Review by David Cirone
Budo Grape’s latest release Amsterdam delivers the journey promised by its album art, sending the band off in a new direction while retaining all the elements that have made the Nagoya-based new wave band so durable and enjoyable over the years.
From the mysterious whispers of the ambient title track, Amsterdam reveals a smoother, more confident version of the band than I’ve seen before, and that’s saying something when you take into account their multiple albums and overseas appearances. Vocalist Quminco’s performance is sultry and controlled, and she’s showing the more mature, womanly side of her range without losing her trademark spunk. “Wasurarenai no” reveals a lot of confidence, on “Raincoat de Tsuki Susume” she gets playful, and on “The End”, she’s more than a little mischievous.
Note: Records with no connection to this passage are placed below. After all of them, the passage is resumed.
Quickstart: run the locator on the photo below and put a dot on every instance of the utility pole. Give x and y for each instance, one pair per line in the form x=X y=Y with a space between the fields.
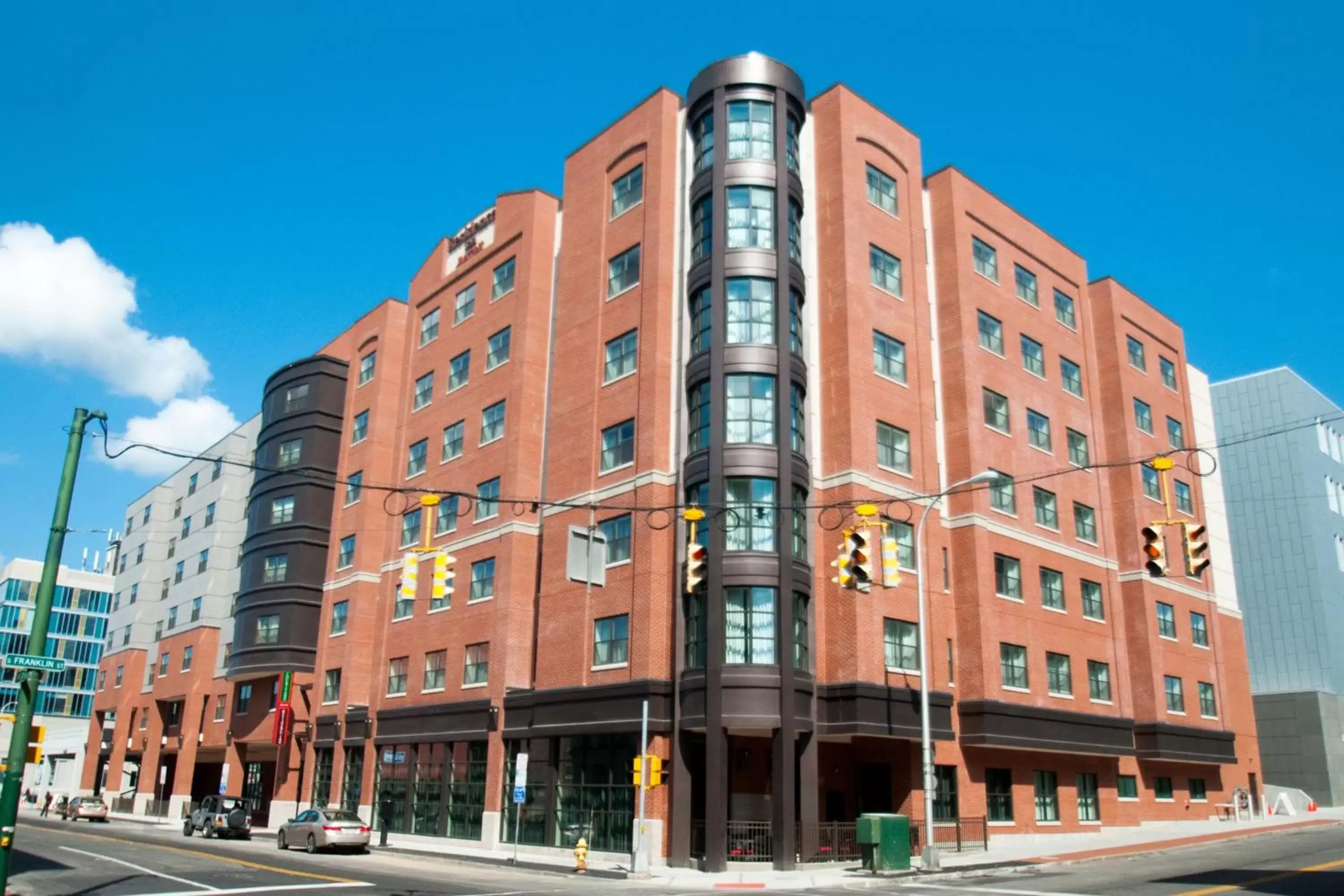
x=29 y=679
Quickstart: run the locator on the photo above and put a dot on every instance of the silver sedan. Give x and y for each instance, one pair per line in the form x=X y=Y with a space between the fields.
x=324 y=829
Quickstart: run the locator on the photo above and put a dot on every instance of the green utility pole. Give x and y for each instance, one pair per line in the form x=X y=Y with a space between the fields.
x=29 y=679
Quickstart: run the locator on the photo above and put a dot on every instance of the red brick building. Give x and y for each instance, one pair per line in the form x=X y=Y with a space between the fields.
x=761 y=306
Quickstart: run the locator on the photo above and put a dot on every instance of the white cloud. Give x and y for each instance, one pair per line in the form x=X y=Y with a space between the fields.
x=61 y=304
x=183 y=425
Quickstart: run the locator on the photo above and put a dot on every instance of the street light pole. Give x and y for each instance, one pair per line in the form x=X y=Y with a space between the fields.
x=929 y=855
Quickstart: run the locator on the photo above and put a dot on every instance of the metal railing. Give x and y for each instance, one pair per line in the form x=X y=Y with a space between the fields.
x=828 y=841
x=750 y=841
x=952 y=835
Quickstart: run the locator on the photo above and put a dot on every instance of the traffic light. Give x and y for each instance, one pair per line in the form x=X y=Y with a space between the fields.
x=697 y=566
x=1155 y=548
x=1197 y=548
x=410 y=575
x=443 y=585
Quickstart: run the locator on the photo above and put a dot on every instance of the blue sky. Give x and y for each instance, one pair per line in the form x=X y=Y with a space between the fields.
x=267 y=177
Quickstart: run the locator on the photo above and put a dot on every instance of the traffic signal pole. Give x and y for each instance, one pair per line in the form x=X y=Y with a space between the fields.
x=29 y=679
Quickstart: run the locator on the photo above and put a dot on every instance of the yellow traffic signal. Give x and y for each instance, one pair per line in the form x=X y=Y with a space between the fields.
x=1197 y=548
x=1155 y=548
x=697 y=566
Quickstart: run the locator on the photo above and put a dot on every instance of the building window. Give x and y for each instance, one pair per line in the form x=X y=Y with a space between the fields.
x=331 y=688
x=283 y=511
x=1051 y=589
x=340 y=610
x=429 y=328
x=628 y=191
x=750 y=523
x=623 y=272
x=698 y=410
x=498 y=349
x=464 y=306
x=268 y=629
x=424 y=392
x=617 y=445
x=885 y=271
x=502 y=281
x=1085 y=523
x=346 y=558
x=889 y=357
x=488 y=500
x=1038 y=431
x=1207 y=702
x=1007 y=577
x=1089 y=806
x=1002 y=495
x=999 y=794
x=1143 y=417
x=620 y=357
x=1175 y=695
x=483 y=579
x=1033 y=357
x=750 y=311
x=1047 y=512
x=749 y=626
x=453 y=439
x=1136 y=354
x=991 y=332
x=901 y=645
x=1060 y=675
x=492 y=422
x=436 y=668
x=701 y=322
x=416 y=458
x=1168 y=373
x=1152 y=488
x=750 y=218
x=616 y=531
x=1166 y=620
x=276 y=569
x=986 y=258
x=750 y=409
x=1065 y=312
x=397 y=676
x=1093 y=606
x=750 y=129
x=1012 y=665
x=1183 y=499
x=1098 y=681
x=882 y=190
x=460 y=371
x=410 y=528
x=703 y=134
x=612 y=640
x=702 y=229
x=478 y=665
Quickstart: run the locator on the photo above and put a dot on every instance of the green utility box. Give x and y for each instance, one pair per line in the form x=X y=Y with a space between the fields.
x=883 y=841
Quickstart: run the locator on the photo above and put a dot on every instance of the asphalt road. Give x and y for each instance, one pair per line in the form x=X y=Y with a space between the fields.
x=64 y=859
x=1303 y=863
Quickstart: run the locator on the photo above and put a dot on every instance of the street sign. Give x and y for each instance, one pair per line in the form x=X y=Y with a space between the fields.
x=42 y=664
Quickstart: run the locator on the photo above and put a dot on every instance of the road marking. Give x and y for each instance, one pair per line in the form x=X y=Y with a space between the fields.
x=140 y=868
x=1258 y=882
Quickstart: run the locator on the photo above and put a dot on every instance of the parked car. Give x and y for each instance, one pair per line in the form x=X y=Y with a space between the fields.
x=88 y=808
x=324 y=829
x=220 y=817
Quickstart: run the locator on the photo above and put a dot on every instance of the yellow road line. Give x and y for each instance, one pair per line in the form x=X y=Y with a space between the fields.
x=1260 y=882
x=197 y=852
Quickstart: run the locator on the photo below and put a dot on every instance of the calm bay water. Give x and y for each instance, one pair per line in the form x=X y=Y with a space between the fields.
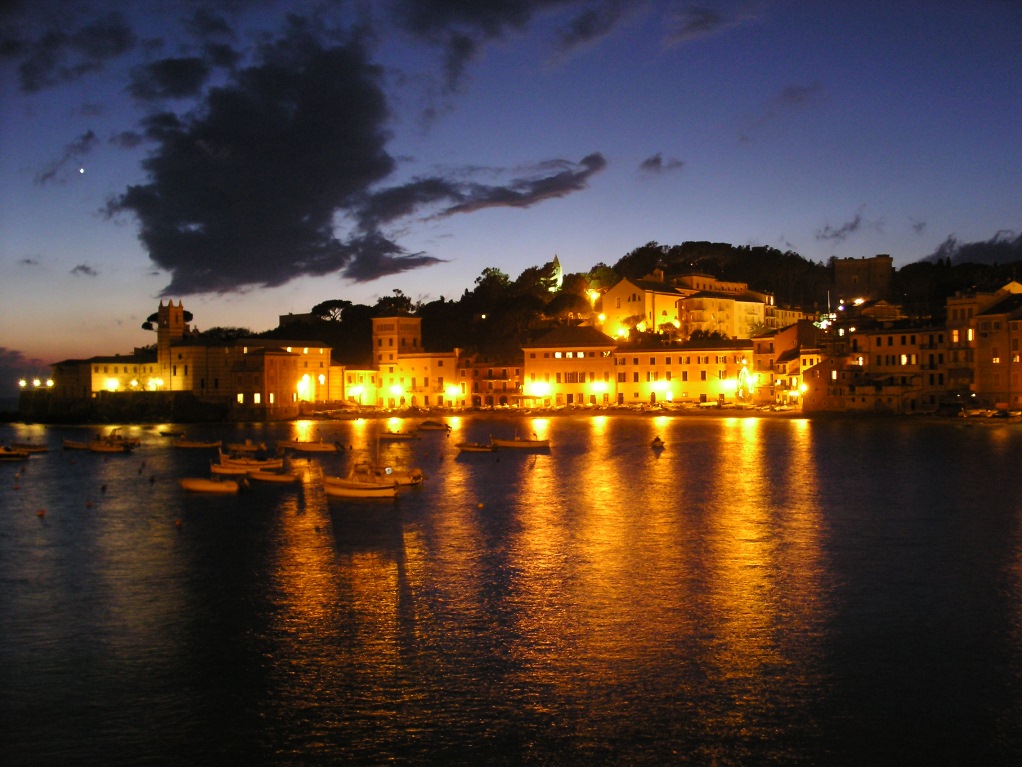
x=764 y=591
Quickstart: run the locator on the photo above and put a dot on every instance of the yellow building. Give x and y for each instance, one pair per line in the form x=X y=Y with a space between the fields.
x=716 y=372
x=568 y=366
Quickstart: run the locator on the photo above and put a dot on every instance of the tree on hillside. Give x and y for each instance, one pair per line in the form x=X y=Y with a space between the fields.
x=390 y=305
x=331 y=311
x=152 y=319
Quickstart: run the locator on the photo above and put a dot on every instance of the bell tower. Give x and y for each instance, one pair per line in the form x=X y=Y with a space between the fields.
x=171 y=327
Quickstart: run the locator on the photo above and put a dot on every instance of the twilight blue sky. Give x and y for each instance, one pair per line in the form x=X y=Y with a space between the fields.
x=256 y=158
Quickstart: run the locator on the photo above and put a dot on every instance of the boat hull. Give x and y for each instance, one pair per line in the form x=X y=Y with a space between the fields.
x=199 y=485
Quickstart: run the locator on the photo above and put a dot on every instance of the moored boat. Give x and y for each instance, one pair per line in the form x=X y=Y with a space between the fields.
x=433 y=425
x=203 y=485
x=360 y=491
x=226 y=470
x=196 y=444
x=31 y=447
x=252 y=464
x=302 y=446
x=475 y=447
x=12 y=454
x=520 y=443
x=279 y=478
x=396 y=436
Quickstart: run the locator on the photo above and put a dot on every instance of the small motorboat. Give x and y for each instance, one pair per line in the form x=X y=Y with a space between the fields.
x=360 y=491
x=252 y=464
x=475 y=447
x=12 y=454
x=312 y=446
x=31 y=447
x=202 y=485
x=196 y=444
x=365 y=472
x=433 y=425
x=279 y=478
x=396 y=436
x=221 y=469
x=521 y=443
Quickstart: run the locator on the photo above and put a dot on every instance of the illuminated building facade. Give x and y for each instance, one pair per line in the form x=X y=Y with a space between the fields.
x=718 y=372
x=999 y=346
x=568 y=366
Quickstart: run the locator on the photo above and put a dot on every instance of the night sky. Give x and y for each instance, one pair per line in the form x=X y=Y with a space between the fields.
x=254 y=159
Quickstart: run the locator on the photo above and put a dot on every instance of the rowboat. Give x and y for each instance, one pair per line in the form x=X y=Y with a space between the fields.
x=367 y=474
x=520 y=443
x=31 y=447
x=245 y=447
x=183 y=443
x=302 y=446
x=280 y=478
x=360 y=491
x=202 y=485
x=252 y=464
x=104 y=445
x=475 y=447
x=433 y=425
x=395 y=436
x=221 y=469
x=12 y=454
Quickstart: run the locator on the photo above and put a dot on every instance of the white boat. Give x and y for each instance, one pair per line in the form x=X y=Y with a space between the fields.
x=520 y=443
x=433 y=425
x=396 y=436
x=197 y=444
x=367 y=474
x=12 y=454
x=253 y=464
x=300 y=446
x=475 y=447
x=31 y=447
x=104 y=445
x=280 y=478
x=202 y=485
x=245 y=447
x=361 y=491
x=221 y=469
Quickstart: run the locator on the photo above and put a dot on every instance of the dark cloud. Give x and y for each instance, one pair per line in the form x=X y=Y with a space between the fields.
x=14 y=366
x=56 y=56
x=207 y=26
x=80 y=147
x=555 y=179
x=127 y=139
x=84 y=270
x=656 y=164
x=461 y=28
x=244 y=190
x=169 y=78
x=1003 y=247
x=592 y=24
x=840 y=233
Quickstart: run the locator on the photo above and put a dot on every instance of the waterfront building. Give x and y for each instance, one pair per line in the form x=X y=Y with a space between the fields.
x=568 y=366
x=996 y=363
x=712 y=371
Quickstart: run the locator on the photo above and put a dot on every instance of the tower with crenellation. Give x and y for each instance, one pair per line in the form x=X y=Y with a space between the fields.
x=171 y=327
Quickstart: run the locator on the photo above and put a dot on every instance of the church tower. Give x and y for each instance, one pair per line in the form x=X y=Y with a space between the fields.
x=171 y=327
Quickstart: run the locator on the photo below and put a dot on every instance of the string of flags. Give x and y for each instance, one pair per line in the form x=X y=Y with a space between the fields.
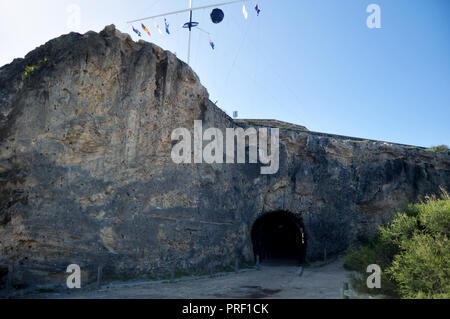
x=217 y=16
x=146 y=30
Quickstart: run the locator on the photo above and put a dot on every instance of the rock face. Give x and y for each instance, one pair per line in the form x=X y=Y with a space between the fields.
x=86 y=175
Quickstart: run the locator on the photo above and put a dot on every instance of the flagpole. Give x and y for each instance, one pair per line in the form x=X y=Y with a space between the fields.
x=186 y=10
x=190 y=30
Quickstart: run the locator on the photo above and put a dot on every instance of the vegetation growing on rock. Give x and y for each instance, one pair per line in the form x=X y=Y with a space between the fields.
x=413 y=253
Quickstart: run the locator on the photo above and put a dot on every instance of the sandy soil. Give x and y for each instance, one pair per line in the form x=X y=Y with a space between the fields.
x=271 y=281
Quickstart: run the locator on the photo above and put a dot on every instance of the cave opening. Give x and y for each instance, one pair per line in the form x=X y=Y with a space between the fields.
x=279 y=237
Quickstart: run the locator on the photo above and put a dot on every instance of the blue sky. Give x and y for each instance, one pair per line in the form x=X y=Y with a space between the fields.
x=310 y=62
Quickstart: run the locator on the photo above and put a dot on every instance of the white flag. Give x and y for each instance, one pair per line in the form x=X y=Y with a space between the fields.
x=244 y=12
x=158 y=28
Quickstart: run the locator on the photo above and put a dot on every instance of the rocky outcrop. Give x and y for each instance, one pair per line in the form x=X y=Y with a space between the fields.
x=86 y=175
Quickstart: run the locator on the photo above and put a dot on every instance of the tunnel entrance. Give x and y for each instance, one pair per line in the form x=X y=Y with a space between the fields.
x=279 y=236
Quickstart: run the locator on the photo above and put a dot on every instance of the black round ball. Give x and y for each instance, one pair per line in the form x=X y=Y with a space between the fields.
x=217 y=16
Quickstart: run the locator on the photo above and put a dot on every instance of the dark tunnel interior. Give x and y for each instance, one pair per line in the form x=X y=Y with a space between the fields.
x=279 y=236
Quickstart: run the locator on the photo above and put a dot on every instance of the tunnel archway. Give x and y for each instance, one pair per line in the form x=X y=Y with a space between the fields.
x=279 y=236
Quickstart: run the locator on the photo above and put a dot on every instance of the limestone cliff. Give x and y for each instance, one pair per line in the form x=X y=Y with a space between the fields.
x=86 y=175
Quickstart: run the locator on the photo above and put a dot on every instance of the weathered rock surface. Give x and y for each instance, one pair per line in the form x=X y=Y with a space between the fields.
x=86 y=175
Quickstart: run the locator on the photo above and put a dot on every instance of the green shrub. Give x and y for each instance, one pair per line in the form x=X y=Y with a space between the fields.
x=413 y=252
x=423 y=266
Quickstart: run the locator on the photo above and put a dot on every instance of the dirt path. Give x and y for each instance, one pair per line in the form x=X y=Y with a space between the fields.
x=270 y=282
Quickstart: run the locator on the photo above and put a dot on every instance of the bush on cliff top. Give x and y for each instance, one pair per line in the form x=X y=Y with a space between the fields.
x=413 y=252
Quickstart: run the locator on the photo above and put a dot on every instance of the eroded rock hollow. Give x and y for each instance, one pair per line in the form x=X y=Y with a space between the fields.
x=86 y=175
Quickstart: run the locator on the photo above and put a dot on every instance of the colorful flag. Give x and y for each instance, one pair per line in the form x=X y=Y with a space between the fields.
x=167 y=26
x=145 y=29
x=136 y=31
x=158 y=28
x=244 y=12
x=258 y=10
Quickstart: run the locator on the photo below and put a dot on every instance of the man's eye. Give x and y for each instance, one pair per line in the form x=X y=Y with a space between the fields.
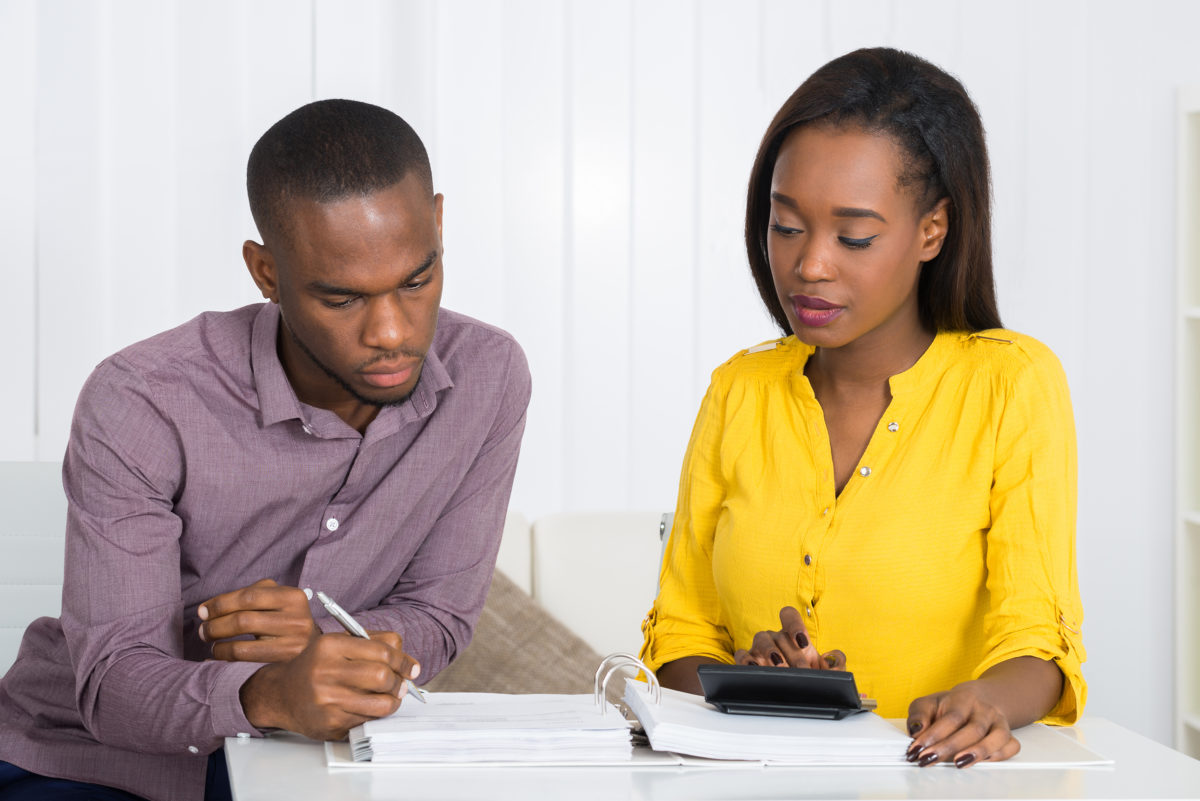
x=857 y=244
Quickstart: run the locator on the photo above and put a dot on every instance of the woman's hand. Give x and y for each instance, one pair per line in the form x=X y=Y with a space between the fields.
x=959 y=726
x=789 y=646
x=973 y=722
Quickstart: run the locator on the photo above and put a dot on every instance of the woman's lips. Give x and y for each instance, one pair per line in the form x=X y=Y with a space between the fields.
x=387 y=380
x=815 y=312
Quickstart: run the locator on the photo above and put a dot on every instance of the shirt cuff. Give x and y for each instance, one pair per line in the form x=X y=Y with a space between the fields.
x=225 y=700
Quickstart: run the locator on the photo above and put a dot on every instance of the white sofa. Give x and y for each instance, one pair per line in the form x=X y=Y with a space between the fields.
x=597 y=573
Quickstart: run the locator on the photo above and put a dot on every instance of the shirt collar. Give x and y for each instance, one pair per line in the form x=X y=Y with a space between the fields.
x=929 y=366
x=279 y=402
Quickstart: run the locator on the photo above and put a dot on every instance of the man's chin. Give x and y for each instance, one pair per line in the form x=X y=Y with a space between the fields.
x=379 y=396
x=390 y=397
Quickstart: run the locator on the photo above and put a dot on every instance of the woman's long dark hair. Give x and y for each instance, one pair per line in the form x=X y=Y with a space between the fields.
x=929 y=114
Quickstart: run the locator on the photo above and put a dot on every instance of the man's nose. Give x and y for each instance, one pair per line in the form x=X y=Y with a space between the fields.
x=387 y=325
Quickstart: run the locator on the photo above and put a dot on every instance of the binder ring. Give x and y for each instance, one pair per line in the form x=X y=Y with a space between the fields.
x=612 y=664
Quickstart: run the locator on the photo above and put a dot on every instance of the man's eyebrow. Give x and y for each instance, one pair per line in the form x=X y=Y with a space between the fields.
x=334 y=289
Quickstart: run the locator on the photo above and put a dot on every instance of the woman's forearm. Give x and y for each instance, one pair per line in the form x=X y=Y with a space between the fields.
x=1023 y=688
x=682 y=674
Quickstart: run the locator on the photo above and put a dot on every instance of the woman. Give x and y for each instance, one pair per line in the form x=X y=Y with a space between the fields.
x=895 y=481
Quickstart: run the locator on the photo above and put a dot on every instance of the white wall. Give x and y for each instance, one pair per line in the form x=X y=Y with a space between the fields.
x=594 y=158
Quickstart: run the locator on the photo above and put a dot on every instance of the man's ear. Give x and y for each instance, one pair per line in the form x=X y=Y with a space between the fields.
x=262 y=267
x=437 y=211
x=934 y=227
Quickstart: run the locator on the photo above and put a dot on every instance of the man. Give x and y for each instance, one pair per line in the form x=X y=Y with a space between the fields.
x=347 y=437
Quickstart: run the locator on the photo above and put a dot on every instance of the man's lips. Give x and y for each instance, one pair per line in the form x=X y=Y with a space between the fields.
x=385 y=377
x=815 y=312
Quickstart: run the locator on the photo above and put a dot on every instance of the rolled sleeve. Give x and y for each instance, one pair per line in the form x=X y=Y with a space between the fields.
x=685 y=616
x=1036 y=608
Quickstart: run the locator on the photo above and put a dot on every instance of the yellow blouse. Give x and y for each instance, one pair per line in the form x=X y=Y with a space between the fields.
x=952 y=547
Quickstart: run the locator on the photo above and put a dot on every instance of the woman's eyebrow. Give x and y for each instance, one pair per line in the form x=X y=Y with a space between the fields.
x=850 y=211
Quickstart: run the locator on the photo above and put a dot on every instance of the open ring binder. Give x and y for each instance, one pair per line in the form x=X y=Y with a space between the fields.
x=611 y=666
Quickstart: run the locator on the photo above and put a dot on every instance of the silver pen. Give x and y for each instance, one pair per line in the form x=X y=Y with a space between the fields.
x=354 y=627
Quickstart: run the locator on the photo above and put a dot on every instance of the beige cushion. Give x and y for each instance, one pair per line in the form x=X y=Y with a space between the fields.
x=519 y=648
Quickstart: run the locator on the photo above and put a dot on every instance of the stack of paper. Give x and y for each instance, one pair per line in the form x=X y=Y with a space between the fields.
x=685 y=723
x=496 y=728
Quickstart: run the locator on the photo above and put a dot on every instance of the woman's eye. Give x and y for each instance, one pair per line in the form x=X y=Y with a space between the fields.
x=857 y=244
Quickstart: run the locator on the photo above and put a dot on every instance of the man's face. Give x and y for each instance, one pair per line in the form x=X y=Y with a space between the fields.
x=359 y=284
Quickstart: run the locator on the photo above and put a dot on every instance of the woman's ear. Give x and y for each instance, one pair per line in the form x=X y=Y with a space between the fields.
x=934 y=227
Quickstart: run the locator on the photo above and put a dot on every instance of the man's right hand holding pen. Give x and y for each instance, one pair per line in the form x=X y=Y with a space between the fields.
x=313 y=684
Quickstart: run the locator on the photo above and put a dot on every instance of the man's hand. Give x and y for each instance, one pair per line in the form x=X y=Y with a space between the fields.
x=276 y=616
x=335 y=684
x=789 y=646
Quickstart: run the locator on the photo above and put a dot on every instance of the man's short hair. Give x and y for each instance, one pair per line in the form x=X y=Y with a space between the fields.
x=327 y=151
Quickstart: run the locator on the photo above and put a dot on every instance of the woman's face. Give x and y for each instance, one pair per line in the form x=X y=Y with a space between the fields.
x=846 y=241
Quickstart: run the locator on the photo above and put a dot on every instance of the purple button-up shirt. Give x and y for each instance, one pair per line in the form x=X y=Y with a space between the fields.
x=192 y=470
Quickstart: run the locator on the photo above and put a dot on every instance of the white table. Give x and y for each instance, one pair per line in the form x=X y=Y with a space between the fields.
x=289 y=766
Guitarist and band leader Nagai is on fire with “Nomiso Juutaichuu”, taking over the vocal spot while laying down a really slick guitar riff that’s equal parts surf-rock and garage-punk. The acoustic guitar version of “Kare no Namae” (from their previous album) is a pleasure.
Keyboardist Naho comes into her own with Amsterdam. With her introduction in 2012’s Kare no Namae… it sounded like she was still finding her own voice within the tight-knit band after replacing longtime keyboardist Midori. Keyboards have always played an important part of Budo Grape’s chemistry as the dedicated counterpoint to Quminco’s vocal style. On tracks like “Kieta Purin” and “Hatatatta”, Naho drops in light synth touches and takes a minimalist approach that fits precisely where it’s needed. She gets to cut loose later in the album on “Soko ni iru no wa dare?”
Rhythm section Matsui on bass and Taichi on drums are giving a master class on tight and smooth from beginning to end on Amsterdam, and they deliver groove after groove on every song.